Вернись, вернись ко мне
И теперь она вернулась в мир, не та, кого она могла сделать, но тот, кто сделал ее, и она чувствовала, что сжимается под ранним вечерним небом. Она устала от того, чтобы быть на свежем воздухе, но она не была готова войти. Было ли это действительно все, что было в жизни, в помещении или на улице? Разве у людей не было где -то еще?
Ученые стоят на плечах гигантов, как и писатели. И наоборот, в искусстве мы делаем открытия. Мы совершаем наши инструменты. Поэтому я спорю или, по крайней мере, играю с идеей, что искусство никогда не улучшается.
Четыре или пять лет - вообще ничего. Но никто старше тридцати не мог понять это своеобразно взвешенное и сжатое время, от позднего подросткового до начала двадцати, от участия жизни, который нуждался в названии, от высадки в школу до наемного профессионала, с университетом, делами, смертью и выбором между ними.
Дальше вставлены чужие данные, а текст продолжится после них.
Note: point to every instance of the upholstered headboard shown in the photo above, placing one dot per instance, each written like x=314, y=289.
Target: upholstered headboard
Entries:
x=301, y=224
Я забыл, как недавно было мое детство, как долго и неизбежно оно когда -то казалось. Как вырос и как я был неизменным.
Говорят, что писатели имеют суеверия и небольшие ритуалы. У читателей их тоже есть.
В глубине души у меня было чувство, что мы сидели о том, чтобы ждать какого -то ужасного события, и тогда я помню, что это уже произошло.
На языке, как идиоматически подчеркнутым, как английский, возможности для неправильного прочтения обязательно возникают. Простое обратное движение стресса, глагол может стать существительным, что -то вроде. Чтобы отказаться, настаивать на том, чтобы сказать «нет» тому, что, по вашему мнению, неверно, становится непревзойденным, непреодолимой кучей мусора.